Any comments would help. I've no expectations.

Wife#2

Titan,

First off, welcome. This is a good place to get started finding out what's at the bottom of all that anger. There are many non-judgmental people, men and women, who've been through things horrifying and seemingly mild (it doesn't take sexual abuse or war to create cPTSD in us), many of whom will understand what you're saying.

Myself, I didn't even recognize that I was an angry person until I was in therapy years ago. At least you see it and see it for what it is. I also see in my young son much pent-up anger with no good release mechanism for him. We're working on that together. I see in him much of what you describe with your daily life.

One thing I did want to mention, which you could not have known before now, is that there are a few protections in place for other posters who may have had anger/cussing/violent thoughts as primary issues in their lives. We ask that all posters refrain from cussing (that's why some of your words changed into asterisks) and to post 'Trigger Warning' in your title or at the top of your post. Example: Always Angry - Trigger warning: language, violent thoughts. This helps anyone who'd rather avoid those topics today to skip your post and move on to another, less triggering one.

The biggest takeaway I want to give to you today is that you have been heard! What you say does sound like a difficult way to live, and it sounds like you'd like to change that. This website is a good place to start. Read up on tools and resources that could help lead you on your way. Welcome to Out of The Storm.

Three Roses

Welcome, Titan!

I've struggled with the same issue my whole life - finally I know what it is, and that helps me do a little thought correction and mindfulness when I catch my imagination slipping away.

Almost invariably, this has happened when I have felt threatened - and it didn't take much to make me feel threatened! A disapproving look had the same impact as a heated disagreement.

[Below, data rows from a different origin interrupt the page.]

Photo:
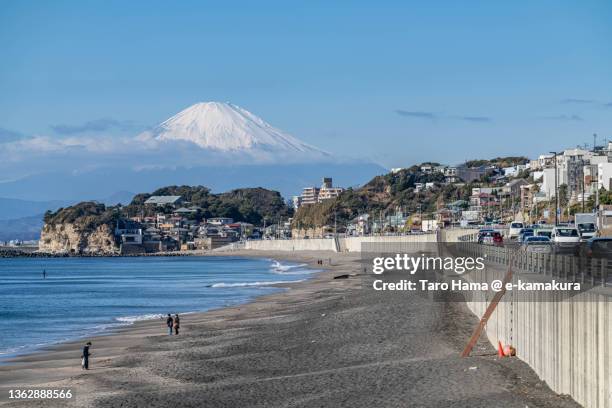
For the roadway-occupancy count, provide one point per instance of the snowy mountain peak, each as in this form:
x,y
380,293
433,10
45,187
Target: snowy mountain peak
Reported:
x,y
226,127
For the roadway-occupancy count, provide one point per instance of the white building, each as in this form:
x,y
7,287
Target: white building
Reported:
x,y
604,175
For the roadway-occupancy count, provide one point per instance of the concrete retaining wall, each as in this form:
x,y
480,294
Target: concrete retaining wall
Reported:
x,y
568,342
349,244
292,245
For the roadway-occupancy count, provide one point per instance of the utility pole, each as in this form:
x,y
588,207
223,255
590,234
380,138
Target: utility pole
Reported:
x,y
556,192
335,224
583,192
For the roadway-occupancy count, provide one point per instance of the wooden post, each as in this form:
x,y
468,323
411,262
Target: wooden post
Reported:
x,y
487,314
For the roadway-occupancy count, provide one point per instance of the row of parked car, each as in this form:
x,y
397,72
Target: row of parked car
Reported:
x,y
551,239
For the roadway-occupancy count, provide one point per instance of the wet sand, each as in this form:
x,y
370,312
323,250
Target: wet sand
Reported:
x,y
322,343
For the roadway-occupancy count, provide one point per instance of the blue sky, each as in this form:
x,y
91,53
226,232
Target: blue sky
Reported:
x,y
393,82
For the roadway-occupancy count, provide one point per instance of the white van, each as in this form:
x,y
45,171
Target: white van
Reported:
x,y
565,236
515,229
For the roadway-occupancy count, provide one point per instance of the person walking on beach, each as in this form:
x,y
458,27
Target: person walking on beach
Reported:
x,y
169,323
177,324
85,356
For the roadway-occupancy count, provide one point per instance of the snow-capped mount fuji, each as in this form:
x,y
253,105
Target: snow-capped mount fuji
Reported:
x,y
225,127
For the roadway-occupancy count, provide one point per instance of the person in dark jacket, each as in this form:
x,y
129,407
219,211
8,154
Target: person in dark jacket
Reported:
x,y
177,324
169,323
85,356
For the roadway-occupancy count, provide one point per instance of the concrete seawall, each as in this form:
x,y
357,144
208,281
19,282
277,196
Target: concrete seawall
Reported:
x,y
348,244
567,342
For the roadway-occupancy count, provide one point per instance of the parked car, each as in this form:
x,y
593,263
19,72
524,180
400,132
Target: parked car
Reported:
x,y
543,232
565,239
482,232
598,247
491,238
586,230
537,244
515,229
524,233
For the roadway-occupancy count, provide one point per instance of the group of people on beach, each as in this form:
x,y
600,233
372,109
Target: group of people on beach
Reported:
x,y
173,323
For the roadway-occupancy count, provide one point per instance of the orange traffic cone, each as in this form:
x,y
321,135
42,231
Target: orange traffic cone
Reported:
x,y
500,350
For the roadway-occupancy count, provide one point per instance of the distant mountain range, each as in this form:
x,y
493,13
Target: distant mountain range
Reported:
x,y
219,145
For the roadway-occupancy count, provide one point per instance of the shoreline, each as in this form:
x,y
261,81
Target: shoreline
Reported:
x,y
118,328
324,342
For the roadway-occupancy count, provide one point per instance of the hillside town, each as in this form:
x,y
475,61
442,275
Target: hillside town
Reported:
x,y
548,190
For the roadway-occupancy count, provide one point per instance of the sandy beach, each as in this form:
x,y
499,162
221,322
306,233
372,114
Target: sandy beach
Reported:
x,y
324,342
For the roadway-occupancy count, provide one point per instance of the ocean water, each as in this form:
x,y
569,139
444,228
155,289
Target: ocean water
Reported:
x,y
86,296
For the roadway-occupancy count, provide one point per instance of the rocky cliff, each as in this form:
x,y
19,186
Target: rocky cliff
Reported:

Now when I find myself going down that path, I can ask myself what triggered me and tell myself the truth instead of feeling threatened.

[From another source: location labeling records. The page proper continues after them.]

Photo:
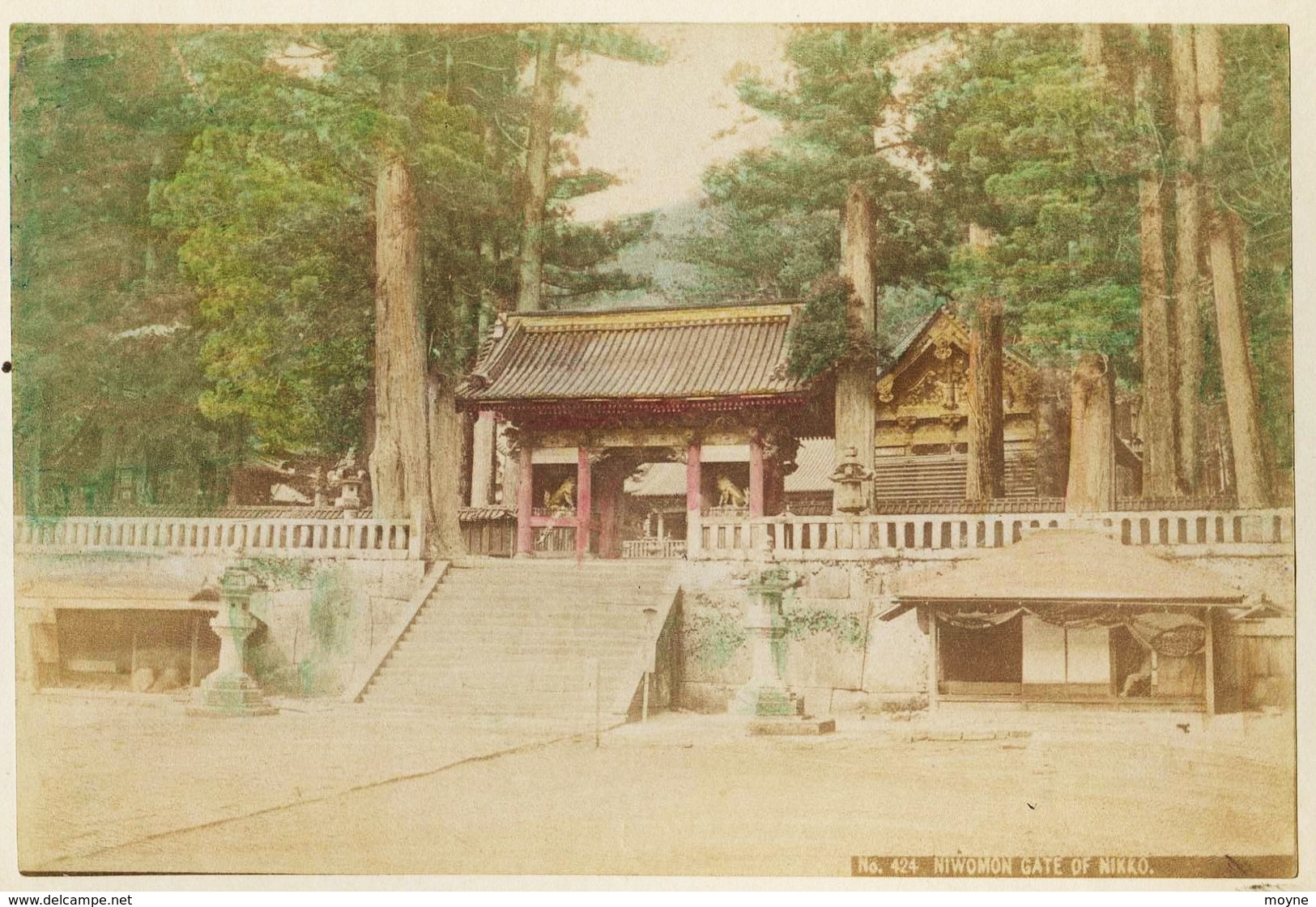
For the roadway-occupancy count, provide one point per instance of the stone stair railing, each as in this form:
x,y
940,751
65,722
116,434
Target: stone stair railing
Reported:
x,y
366,673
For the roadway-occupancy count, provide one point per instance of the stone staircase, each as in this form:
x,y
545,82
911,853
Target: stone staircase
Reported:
x,y
528,639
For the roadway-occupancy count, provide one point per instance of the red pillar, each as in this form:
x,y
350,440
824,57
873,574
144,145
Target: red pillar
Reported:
x,y
583,502
524,503
610,517
756,477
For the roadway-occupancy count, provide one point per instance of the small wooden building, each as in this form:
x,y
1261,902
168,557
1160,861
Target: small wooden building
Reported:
x,y
922,432
1069,616
594,395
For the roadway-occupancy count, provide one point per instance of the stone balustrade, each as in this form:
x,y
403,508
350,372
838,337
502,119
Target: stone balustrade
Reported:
x,y
653,548
943,534
377,540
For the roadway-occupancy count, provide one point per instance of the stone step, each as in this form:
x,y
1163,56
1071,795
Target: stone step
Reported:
x,y
524,639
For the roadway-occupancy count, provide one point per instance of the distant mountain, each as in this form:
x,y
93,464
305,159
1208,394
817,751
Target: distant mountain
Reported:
x,y
674,282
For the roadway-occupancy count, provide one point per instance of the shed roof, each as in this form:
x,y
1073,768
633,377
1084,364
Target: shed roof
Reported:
x,y
671,353
1070,565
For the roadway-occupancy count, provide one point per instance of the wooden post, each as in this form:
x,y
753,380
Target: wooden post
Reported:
x,y
694,498
933,661
610,515
583,502
756,477
524,503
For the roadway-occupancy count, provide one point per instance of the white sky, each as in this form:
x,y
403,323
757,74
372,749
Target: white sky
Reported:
x,y
658,126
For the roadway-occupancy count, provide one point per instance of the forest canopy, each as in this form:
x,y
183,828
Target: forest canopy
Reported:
x,y
198,211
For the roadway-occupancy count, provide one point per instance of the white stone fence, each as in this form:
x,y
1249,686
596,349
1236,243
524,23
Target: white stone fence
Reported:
x,y
943,534
373,540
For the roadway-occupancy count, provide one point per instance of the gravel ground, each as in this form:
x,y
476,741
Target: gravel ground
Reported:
x,y
120,786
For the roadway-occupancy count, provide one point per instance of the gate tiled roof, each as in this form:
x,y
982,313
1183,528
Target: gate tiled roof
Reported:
x,y
673,353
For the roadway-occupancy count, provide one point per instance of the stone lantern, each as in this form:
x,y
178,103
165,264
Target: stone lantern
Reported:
x,y
229,692
766,696
849,478
347,478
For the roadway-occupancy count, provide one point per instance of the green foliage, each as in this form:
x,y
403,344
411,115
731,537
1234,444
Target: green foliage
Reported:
x,y
712,635
104,344
194,237
846,628
280,572
774,227
823,334
1031,143
330,611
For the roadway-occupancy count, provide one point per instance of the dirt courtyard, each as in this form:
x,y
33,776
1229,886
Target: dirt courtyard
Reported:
x,y
121,785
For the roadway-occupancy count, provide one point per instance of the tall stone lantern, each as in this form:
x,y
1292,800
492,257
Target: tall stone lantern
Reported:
x,y
231,692
849,478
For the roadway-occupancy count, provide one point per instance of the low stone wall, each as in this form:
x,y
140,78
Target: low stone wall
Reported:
x,y
838,654
322,616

As far as cussing, the button mash (*&^##!) is also allowed. But a little head's up - even "TW" at the beginning - will give those of us who've suffered verbal abuse fair warning, if we want to read the post.  ;)

Pete-walker.com has more info on mindfulness and thought correction (not as sinister as it sounds ;) ).

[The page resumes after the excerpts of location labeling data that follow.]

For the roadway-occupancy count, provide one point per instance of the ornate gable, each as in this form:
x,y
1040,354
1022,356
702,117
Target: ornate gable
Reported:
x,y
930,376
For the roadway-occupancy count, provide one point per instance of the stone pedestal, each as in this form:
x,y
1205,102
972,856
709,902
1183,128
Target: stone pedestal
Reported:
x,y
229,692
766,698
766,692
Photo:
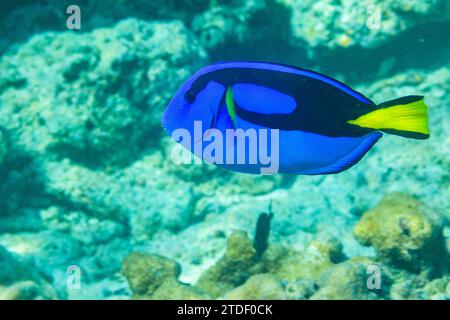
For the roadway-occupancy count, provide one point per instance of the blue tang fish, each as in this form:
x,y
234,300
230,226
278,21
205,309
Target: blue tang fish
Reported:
x,y
317,124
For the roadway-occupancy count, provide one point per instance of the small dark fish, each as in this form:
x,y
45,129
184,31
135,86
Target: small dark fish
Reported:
x,y
262,232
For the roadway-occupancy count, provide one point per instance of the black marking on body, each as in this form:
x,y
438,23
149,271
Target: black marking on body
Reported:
x,y
320,107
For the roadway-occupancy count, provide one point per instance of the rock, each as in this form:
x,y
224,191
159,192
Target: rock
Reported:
x,y
233,269
354,23
102,93
349,281
139,195
146,273
405,234
258,287
87,230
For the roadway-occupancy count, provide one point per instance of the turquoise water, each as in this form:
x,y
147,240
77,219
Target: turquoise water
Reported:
x,y
93,205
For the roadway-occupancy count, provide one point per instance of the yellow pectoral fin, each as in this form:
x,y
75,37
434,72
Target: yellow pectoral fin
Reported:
x,y
408,117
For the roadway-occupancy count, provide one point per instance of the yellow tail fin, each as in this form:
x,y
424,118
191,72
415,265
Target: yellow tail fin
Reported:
x,y
405,116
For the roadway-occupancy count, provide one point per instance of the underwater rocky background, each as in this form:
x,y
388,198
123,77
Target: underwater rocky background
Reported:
x,y
86,178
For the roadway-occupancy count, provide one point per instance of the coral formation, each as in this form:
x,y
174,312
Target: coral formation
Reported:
x,y
103,94
155,277
360,23
86,177
405,234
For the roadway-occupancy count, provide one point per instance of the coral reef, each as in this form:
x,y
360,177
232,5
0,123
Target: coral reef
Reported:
x,y
86,177
405,234
155,277
366,24
101,101
20,280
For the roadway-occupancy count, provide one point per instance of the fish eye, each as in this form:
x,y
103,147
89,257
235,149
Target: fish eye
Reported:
x,y
190,96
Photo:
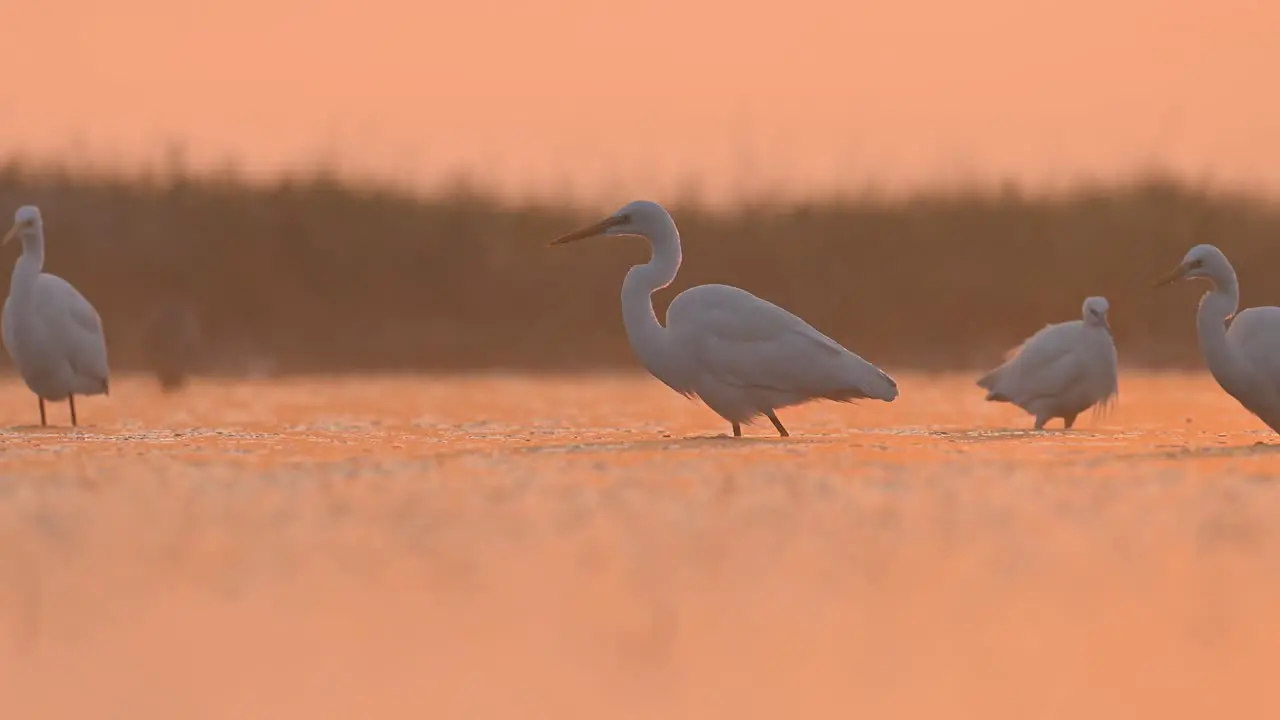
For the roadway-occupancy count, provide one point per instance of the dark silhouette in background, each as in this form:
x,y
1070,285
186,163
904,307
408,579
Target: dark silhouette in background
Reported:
x,y
222,277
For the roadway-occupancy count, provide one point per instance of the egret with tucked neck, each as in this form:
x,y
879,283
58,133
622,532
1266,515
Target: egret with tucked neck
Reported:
x,y
740,355
53,335
1244,359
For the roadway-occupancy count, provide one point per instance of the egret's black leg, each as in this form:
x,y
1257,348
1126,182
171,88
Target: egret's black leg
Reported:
x,y
777,423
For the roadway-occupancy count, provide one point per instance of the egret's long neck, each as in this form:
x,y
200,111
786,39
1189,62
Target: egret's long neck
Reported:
x,y
1215,308
32,261
647,335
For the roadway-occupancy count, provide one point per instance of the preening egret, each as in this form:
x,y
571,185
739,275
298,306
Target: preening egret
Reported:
x,y
1061,370
1244,359
740,355
53,335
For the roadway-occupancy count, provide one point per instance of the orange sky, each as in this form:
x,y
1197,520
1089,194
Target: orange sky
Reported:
x,y
630,99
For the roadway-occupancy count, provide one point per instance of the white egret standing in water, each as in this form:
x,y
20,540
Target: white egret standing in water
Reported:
x,y
740,355
1244,359
53,335
1061,370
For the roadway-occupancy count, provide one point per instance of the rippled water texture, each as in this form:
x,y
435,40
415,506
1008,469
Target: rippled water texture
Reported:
x,y
594,547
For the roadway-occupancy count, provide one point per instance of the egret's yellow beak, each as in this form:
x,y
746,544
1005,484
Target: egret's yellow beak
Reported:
x,y
1176,274
590,231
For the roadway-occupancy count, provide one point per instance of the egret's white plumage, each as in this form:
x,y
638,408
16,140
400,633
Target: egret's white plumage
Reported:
x,y
740,355
1244,359
1061,370
51,332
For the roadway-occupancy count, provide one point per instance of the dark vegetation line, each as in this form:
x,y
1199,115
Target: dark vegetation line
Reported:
x,y
318,276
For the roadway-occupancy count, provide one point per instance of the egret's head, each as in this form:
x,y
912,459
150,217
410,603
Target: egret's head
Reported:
x,y
639,217
1200,261
1096,311
24,220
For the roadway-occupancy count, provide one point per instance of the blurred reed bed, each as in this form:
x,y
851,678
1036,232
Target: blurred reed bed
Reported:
x,y
319,274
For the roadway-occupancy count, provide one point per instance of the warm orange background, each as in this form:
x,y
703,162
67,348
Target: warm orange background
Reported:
x,y
567,95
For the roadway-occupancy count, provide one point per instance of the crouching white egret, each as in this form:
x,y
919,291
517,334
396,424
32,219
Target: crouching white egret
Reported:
x,y
740,355
1244,359
53,335
1061,370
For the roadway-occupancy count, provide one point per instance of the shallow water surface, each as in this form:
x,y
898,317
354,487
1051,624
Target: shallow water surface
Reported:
x,y
595,547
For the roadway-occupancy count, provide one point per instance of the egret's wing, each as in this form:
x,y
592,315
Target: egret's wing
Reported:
x,y
1256,335
1043,365
749,342
82,335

Thanks for joining! Liking forward to hearing more from you.  :wave:

radical

Welcome Titan,

I know what you mean.  Meditation and mindfulness have helped me when I've felt this way, but I have to start when my mind in still relatively quiet, before the anger gets too much of a hold.

Feelings like don't make you a not good person.  You are the person who is suffering with this, you aren't lashing out despite how you are feeling.